Adama Mbengue (Adha) : “Au lieu de penser à supprimer des emplois, on s'attend à ce que l'État favorise les conditions de sa création.”

Selon l'ONG Adha, l'État a intérêt à changer de paradigme pour matérialiser ses engagements et respecter les droits des travailleurs dans tous les secteurs, qu'il soit public ou privé. “Au lieu de supprimer des emplois, il faut en créer. On s'attendait à un changement de paradigme, avec une fusion de certaines directions dédiées à l'emploi.

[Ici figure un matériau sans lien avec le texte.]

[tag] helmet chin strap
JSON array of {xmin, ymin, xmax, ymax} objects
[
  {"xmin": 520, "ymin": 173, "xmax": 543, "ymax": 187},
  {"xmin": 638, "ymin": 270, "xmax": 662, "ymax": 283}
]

Pourquoi ne pas pousser certains directeurs à diminuer leurs salaires ? Il y aura moins de dépenses et plus d'impacts sur le travail”.

Le gouvernement, selon M. Diouf, doit accompagner les entreprises du secteur privé, surtout celles qui sont en difficulté. “L'État doit accompagner les entreprises en difficulté. Derrière chaque employé, il y a une famille, des dizaines de personnes. L'État doit donc soutenir l'entreprise comme ça se passe dans les autres pays”, a-t-il insisté, non sans préciser : “Il ne faut pas détruire la presse. On est en train de s'acharner sur la presse, alors qu'il y a d'autres secteurs qui sont là et qui font pire.”

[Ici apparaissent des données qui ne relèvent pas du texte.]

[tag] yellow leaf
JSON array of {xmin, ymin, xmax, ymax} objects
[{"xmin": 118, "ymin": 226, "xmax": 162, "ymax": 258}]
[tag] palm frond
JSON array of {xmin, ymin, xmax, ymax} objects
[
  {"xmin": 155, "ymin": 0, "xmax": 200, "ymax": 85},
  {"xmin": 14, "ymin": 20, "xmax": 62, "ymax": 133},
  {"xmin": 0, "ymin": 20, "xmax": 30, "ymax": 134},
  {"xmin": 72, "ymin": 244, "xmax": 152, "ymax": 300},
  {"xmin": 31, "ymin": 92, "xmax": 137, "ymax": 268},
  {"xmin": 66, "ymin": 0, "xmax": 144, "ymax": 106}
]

Les centrales déroulent leur plateforme revendicative 

Face à cette situation, la Coalition des centrales syndicales alerte et fixe ses exigences prioritaires. Elle a, dans ce sens, élaboré une plateforme revendicative minimale, “pour exiger de meilleures conditions de travail et de vie.” Parmi les priorités listées par les centrales, il y a : la baisse de la fiscalité sur les salaires, des coûts de l’électricité, de l’eau et du téléphone, des denrées de première nécessité pour soulager le pouvoir d'achat. L'harmonisation des augmentations des salaires des agents de l’État, à la suite des augmentations de 2022, y compris pour ceux des collectivités territoriales, la finalisation  de la révision du statut des décisionnaires par la modification du décret 74-347 et le règlement de la lancinante question de leur pension de retraite ; la mise en œuvre du plan de restructuration de la SN La Poste ; la réforme du Code du travail et du Code unique de la sécurité sociale ; la suppression des équivalences sur la durée règlementaire du travail dans certains secteurs professionnels tels que l’hôtellerie.

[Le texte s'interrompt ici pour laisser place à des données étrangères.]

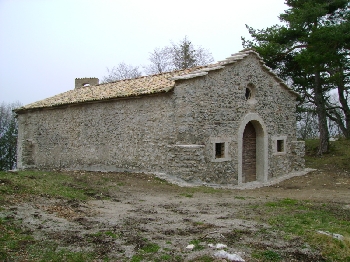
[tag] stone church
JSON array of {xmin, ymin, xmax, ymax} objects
[{"xmin": 16, "ymin": 50, "xmax": 304, "ymax": 185}]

La coalition avait aussi exigé de lutter contre : l’évasion sociale dans les entreprises ; la précarisation des emplois dans la Fonction publique et dans le secteur privé ; les licenciements abusifs. “La Coalition des centrales syndicales du Sénégal invite les autorités à rester attentives aux préoccupations des travailleuses et des travailleurs, et veiller à une répartition équitable de la richesse nationale, à l’implication de la force de travail au renouveau et à la performance de notre économie”, prévenaient Mody Guiro et ses camarades qui sonnent la mobilisation des travailleurs pour la défense de l'emploi.